Rodgers o meczu na Old Trafford
Brendan Rodgers wierzy, że jego podopieczni zdobyliby co najmniej punkt w przegranej 0:3 batalii z Machesterem United, gdyby byli bardziej skuteczni. Wayne Rooney otworzył wynik spotkania w 12. minucie, po rajdzie Antonia Valencii. Stało się to zaraz po zmarnowaniu przez Raheema Sterlinga sytuacji sam na sam z bramkarzem Czerwonych Diabłów.
Przewagę Manchesteru powiększył w tuż przed przerwą Juan Mata, a w końcowej fazie meczu piłkarzom i kibicom Liverpoolu nadzieję odebrał Robin van Persie.
Z drugiej strony, The Reds stworzyli sobie mnóstwo sytuacji, by odpowiedzieć na bramki gospodarzy. Najwięcej miał ich Raheem Sterling, bliski szczęścia był też Mario Balotelli. Jednak David De Gea został w tym meczu niepokonany.

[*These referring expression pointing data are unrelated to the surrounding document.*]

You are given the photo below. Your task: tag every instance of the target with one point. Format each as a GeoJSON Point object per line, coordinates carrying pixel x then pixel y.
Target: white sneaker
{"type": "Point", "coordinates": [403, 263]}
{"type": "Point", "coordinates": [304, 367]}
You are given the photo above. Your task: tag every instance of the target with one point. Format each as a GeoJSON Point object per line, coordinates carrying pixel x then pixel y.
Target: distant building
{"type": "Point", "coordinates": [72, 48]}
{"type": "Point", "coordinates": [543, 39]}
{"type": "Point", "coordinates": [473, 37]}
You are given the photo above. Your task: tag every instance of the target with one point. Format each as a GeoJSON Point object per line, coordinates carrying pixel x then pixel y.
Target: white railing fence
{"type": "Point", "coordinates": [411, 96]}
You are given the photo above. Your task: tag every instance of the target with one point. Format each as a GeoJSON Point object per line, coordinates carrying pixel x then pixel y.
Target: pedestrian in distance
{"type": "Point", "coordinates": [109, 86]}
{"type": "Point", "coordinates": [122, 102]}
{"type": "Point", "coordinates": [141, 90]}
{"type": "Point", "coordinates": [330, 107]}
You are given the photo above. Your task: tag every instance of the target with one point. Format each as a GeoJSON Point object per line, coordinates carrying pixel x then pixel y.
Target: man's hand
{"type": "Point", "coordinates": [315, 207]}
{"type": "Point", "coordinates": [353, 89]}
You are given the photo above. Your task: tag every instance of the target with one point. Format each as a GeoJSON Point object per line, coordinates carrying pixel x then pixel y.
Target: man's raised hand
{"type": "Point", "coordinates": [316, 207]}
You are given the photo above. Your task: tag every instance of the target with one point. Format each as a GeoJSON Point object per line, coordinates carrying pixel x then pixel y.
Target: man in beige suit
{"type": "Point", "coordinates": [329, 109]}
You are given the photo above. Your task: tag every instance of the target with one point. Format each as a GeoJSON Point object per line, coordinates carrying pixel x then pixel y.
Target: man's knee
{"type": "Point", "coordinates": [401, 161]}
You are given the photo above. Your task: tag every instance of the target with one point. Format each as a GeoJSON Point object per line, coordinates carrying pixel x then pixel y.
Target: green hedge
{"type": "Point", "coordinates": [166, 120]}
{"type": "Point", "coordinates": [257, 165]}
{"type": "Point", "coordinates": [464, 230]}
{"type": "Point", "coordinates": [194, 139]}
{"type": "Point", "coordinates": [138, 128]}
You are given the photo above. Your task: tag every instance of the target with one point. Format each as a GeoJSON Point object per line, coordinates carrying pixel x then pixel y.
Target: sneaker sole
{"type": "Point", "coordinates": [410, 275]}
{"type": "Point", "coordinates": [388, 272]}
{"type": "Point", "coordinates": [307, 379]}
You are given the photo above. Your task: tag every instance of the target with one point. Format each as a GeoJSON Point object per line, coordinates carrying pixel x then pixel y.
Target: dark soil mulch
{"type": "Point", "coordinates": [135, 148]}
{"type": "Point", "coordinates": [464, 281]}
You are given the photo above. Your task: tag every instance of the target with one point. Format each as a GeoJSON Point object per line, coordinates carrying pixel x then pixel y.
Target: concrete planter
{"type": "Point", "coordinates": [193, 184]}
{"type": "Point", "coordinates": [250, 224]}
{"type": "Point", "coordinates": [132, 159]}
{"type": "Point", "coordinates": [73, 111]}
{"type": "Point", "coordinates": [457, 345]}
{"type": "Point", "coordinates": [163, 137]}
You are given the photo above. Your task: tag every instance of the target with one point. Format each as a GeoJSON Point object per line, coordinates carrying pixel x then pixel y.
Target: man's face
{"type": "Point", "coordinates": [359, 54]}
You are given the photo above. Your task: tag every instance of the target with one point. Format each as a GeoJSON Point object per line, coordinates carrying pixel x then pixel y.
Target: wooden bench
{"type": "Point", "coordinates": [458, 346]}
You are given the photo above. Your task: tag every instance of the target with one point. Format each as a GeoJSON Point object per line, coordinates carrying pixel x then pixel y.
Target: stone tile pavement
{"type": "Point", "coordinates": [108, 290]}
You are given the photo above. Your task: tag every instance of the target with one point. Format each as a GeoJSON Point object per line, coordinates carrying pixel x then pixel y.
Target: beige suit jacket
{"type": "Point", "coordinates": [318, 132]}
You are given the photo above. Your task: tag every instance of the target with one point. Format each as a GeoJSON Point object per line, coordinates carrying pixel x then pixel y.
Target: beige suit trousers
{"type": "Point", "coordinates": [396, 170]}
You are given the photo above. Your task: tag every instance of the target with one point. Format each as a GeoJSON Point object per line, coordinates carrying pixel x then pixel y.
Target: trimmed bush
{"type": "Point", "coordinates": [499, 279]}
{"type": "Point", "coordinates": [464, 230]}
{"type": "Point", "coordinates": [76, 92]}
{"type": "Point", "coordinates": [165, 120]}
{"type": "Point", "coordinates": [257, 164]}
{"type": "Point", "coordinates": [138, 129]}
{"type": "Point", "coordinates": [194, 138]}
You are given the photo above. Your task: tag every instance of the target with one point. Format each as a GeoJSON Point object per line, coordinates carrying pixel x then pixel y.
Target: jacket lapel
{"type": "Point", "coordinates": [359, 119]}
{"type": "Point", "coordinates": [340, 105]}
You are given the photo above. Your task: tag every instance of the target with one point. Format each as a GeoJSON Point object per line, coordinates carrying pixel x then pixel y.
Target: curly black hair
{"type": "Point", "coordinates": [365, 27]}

– Nie uważam, byśmy zasłużyli na taki rezultat. Brakowało nam dzisiaj skuteczności – mówi szkoleniowiec Liverpoolu.
– Nie codziennie można zaobserwować taką liczbę stworzonych szans na tym terenie. W zeszłym sezonie wygraliśmy 3:0 i podejrzewam, że dziś mieliśmy nawet dwa razy więcej wypracowanych okazji.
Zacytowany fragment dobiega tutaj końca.